Né en 1939, Ralph Winkler, de son vrai nom, choisit comme pseudonyme celui d'Albrecht Penck (1858-1945), un géologue spécialiste de la période glaciaire en décelant certaines correspondances entre le sujet d'étude de ce savant et la période de la guerre froide. En adoptant ce com auquel il ajouta l'initiale R, il chercha ausssi à s'éviter des ennuis avec le régime communiste de son pays de naissance
A ses débuts à la fin des années 1950, Penck peignit des figures assez naïves et simplifiées en utilisant le noir sur une toile blanche pour représenter l'homme et son rapport au monde avant de mettre au point le concept du "Standart" représentant un bonhomme noir sur fond gris avec des signes vivement colorés dans le but de créer une ouverture dans le domaine du comportement visuel et perceptif afin de parvenir à un entraînement de ce comportement et à une adaptation du cerveau vis-à-vis d'un environnement artificiel de signaux.
Constatant alors que ce concept avait ses limites, il se tourna vers la sculpture en créant des oeuvres simples taillées dans le bois, un peu à la manière de Brancusi, avant de revenir à une forme plus élaborée de peinture mêlant des silhouettes, des animaux sauvages, des signes, des chiffres et des formes qu'on pourrait associer à l'art brut ou narratif tout en lésinant pas sur la couleur.
Les 120 oeuvres (peintures, sculptures et travaux sur papier) présentées par le Musée permettent de donner un aperçu saisissant de l'art d'A.R Penck, rejeté en Allemagne de l'Est et pas encore vraiment compris en Allemagne de l'Ouest où sa cote est loin de valoir celles de Georg Baselitz ou de Gerhard Richter puisqu'elle se situe encore à moins de 400 000 euros pour ses oeuvres majeures. Et pourtant, cet artiste qui n'a pas cessé d'instiller ses interrogations, ses tourments et ses interrogations sur la toile, possède un talent plus qu'impressionnant au vu de cette exposition.
Peintre, sculpteur, théoricien et musicien, son oeuvre témoigne de la division entre les deux Allemagne et renvoie aux contradictions entre les systèmes politiques de l'Est et de l'Ouest. Dans sa production, l'artiste a abordé les thèmes de la communication, de la relation entre l'individu et la société et a mêlé préhistoire, histoire contemporaine et sciences modernes.

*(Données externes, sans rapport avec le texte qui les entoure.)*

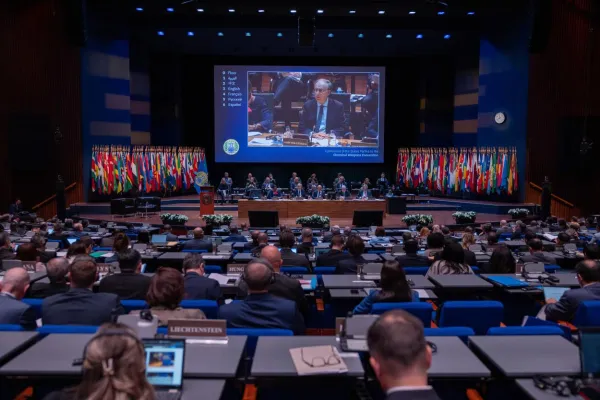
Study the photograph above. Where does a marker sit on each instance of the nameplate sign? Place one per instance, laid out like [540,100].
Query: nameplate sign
[295,141]
[197,328]
[235,269]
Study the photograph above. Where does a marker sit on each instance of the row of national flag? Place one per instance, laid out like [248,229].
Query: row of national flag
[475,170]
[120,169]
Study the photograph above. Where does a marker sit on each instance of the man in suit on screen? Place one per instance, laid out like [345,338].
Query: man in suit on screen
[322,114]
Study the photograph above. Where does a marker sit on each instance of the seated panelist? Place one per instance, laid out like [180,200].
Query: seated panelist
[322,114]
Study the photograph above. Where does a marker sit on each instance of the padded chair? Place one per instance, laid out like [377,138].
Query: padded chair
[525,330]
[47,329]
[587,314]
[479,315]
[420,310]
[462,332]
[294,270]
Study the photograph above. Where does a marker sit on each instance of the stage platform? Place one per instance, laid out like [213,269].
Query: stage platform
[441,209]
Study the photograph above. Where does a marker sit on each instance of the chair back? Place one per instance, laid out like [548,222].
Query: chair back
[479,315]
[420,310]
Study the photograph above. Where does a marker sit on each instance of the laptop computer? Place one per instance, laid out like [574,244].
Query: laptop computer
[164,366]
[553,292]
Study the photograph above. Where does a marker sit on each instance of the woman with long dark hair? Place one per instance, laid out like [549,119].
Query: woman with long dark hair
[394,289]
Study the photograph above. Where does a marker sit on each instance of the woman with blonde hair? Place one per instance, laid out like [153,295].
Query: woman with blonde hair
[114,368]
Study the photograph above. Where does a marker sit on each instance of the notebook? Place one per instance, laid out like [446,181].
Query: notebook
[164,366]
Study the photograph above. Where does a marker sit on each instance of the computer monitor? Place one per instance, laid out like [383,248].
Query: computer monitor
[164,362]
[589,352]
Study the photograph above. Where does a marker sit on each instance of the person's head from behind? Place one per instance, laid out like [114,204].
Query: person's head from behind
[535,245]
[57,269]
[502,261]
[27,252]
[130,260]
[257,275]
[591,252]
[15,282]
[287,239]
[307,235]
[166,289]
[394,283]
[83,272]
[435,240]
[588,271]
[355,245]
[114,366]
[193,262]
[399,353]
[273,256]
[198,233]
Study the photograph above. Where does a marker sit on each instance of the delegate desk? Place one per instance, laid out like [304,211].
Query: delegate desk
[526,356]
[300,208]
[53,356]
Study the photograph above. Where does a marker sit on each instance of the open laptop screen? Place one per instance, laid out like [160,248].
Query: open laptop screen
[164,362]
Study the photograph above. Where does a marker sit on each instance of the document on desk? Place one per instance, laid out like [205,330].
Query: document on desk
[318,360]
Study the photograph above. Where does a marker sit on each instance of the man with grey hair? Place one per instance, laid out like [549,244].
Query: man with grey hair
[323,115]
[12,310]
[57,269]
[261,309]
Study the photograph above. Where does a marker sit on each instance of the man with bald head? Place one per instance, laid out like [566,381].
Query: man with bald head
[12,310]
[198,242]
[262,309]
[281,285]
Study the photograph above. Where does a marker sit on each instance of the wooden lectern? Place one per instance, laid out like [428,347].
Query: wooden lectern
[207,200]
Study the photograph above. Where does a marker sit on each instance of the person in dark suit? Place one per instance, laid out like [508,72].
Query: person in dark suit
[411,258]
[12,309]
[318,193]
[322,114]
[287,241]
[234,235]
[197,286]
[400,356]
[282,285]
[198,242]
[167,231]
[537,254]
[81,306]
[335,255]
[356,247]
[130,284]
[261,309]
[260,116]
[588,275]
[57,269]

A ses débuts, l'artiste a été marqué par l'expérience traumatisante de Dresde en feu qu'il avait vécue en 1945 avant qu'il ne retranscrive l'équilibre instable de sa position artistique à l'Est lorsqu'il fonda son oeuvre sur la dialectique Est/Ouest comme dans "Le Passage " de 1963 qui sera l'image prémonitoire qui le conduira à s'expatrier en août 1980.
Dans "Le Grand tableau-monde" de 1965, Penck mit en image la division de l'Allemagne en deux blocs avant de produire des oeuvres contenant des matériaux de la vie quotidienne en associant clarté abstraite et réalisme pour ensuite créer le concept du "Standart" avec une silhouette et des signes.
En 1973, il travailla sous le pseudonyme de "Mike Hammer" le personnage de détective créé par l'écrivain américain Mickey Spillane en alternant signes et symboles, abstraction et figuration sur la toile. En butte aux tracasseries de la bvureaucratie est-allemande, il changea ainsi plusieurs fois de nom et créa des oeuvres collectives en se montrant avec ses amis du groupe "Lücke", dissous en 1976. A partir de 1981, ses tableaux devinrent plus lumineux à l'occasion d'un séjour à Montmartre avant d'aller vers une plus grande abstraction, le fond et les figures s'enchevêtrant, dessinant un réseau graphique dense recouvrant l'ensemble de la toile.